Thank you so much for this argument. Like for real.
to start i want to state that, yes i just created my account but i did so because i strongly believe that we took a step backwards in terms of innovation and new experiences. And no, i am not an Xbot.
Also english is not my first language so bare with me.
i did not read all the comments, so i ignore if this has been said.
the drm proposed by microsoft was (in my opinion) the right move, it makes sense if you consider it as a anti-piracy tool, because you will have people lending video games in digital format. This is necessary because in contrast with steam the account holder could play at the same time that the person who lend it, now the part about the used games being sold and bought at selected retail stores makes sense if you consider a mechanism that ensures there is no fraud and you don’t want users bitching about problems or frauds: it is like outsourcing that bitching to gamestop, its cheaper for microsoft (if i had to manage their business i would do the same, who wouldn’t). Having said that, i actually don’t care about their reasons i just wanted the ability to share my games with my brother over the cloud. I too think the ability to change game without the disc and drm handling is the future but i agree with the notion of disabling all this goodness when not online every 24hrs and just put your disk in, it would have been a nice middle ground.
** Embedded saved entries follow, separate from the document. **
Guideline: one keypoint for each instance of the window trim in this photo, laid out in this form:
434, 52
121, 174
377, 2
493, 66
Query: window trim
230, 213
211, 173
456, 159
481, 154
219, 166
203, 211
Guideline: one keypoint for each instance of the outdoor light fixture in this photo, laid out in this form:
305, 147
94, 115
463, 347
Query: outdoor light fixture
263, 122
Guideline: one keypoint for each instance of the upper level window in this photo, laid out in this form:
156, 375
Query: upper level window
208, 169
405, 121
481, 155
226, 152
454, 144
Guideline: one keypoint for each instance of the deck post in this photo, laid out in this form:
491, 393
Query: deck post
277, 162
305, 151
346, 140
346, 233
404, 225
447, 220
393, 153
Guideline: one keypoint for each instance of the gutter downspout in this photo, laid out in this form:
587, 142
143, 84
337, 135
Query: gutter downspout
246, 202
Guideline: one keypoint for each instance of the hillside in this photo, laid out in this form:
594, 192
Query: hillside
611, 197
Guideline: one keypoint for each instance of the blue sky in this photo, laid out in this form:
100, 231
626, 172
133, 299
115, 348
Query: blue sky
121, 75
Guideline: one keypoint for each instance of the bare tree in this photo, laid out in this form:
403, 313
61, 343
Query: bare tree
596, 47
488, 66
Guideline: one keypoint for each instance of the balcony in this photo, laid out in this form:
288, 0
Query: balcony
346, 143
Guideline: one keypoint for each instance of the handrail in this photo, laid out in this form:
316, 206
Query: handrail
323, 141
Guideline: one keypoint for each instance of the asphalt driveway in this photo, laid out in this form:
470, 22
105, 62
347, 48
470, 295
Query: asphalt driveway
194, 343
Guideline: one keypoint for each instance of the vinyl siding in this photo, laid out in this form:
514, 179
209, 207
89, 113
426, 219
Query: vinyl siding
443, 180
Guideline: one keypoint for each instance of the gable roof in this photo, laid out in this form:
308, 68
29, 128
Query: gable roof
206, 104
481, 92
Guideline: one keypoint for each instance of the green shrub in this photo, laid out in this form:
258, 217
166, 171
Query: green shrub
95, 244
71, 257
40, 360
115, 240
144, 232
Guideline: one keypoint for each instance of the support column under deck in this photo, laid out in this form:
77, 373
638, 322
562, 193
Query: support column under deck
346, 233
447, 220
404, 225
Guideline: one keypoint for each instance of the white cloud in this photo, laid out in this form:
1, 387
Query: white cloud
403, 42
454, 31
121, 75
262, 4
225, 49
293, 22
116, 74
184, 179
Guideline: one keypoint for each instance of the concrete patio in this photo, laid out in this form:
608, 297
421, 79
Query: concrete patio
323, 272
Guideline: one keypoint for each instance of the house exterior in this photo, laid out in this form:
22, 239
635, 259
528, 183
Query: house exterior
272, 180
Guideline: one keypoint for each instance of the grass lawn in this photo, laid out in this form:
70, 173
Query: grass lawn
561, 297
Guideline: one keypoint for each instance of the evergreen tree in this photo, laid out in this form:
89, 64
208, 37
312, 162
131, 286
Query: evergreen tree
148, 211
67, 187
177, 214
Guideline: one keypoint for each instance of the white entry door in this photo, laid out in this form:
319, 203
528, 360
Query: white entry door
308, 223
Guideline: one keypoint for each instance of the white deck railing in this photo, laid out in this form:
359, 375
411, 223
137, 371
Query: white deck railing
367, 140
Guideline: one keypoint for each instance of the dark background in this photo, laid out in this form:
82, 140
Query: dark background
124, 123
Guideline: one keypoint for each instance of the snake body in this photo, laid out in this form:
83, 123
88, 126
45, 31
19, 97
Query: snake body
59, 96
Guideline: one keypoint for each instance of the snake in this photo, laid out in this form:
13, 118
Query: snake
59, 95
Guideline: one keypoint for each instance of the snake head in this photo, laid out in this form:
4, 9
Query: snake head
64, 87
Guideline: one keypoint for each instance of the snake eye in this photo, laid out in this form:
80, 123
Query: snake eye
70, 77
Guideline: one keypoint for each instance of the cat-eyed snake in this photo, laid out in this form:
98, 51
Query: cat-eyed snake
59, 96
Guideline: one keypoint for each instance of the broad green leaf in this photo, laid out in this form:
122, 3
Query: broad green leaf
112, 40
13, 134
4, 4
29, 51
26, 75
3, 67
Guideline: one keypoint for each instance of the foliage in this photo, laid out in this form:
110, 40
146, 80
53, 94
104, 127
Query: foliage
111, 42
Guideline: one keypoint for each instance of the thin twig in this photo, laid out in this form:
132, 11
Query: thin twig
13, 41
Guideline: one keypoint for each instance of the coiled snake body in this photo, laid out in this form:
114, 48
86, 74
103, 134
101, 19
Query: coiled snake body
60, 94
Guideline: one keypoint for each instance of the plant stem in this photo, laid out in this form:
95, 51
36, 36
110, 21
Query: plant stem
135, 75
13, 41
On a different subject, i have both 360 and ps3, think both have good exclusives (thats why i have both) but this time i think sony behaved unlike a serious company, threw the rock and hid the hand, they let microsoft take all the shit and at the end said it was up to the publishers to use the proposed used games mechanics. This time i had the impression that the ones that dared and proposed where microsoft, sony just waited to see the xbox one and followed suit, why do i have this impression, well at their console reveal (before E3) they just showed games and it was supposed to be a “console reveal”, some people liked it but i wanted to see the console. And at E3 they revealed the console but all the functions where in response to what the xbox one did on their reveal, but more importantly they just said what it does they didn’t actually showed it in action (microsoft did) they confused the audience with bright lights and music and jabs at microsoft.
i think we as a consumers delayed the advancement of this generation consoles by playing into sony bs.
also i would like to ad that a license check up every 24hrs is really quick its no heavier than a xbox 360 game update 4 to 12 mb that is done in a minute tops, i have been reading about the bad internet service in Australia and i can relate i live in the countryside in Mexico where i pay 1400 pesos (about 100 us dollars) for 5 mb broad band and on top of that get disconnected every 20 min but i was all for MS drm and 24hr checkup i think that for the legitimate user it was a good option. Also i know that in the US used games are cheap but in Mexico i would dare say most of latin america used games go for 5 to 10 us dollars cheaper than new ones, so no big problem there
This article sums my thoughts up exactly. I suppose you can still have some aspects of the Xbox One’s original vision if you purchase your games digitally, but I liked the idea of buying the physical product and then not having to change disks.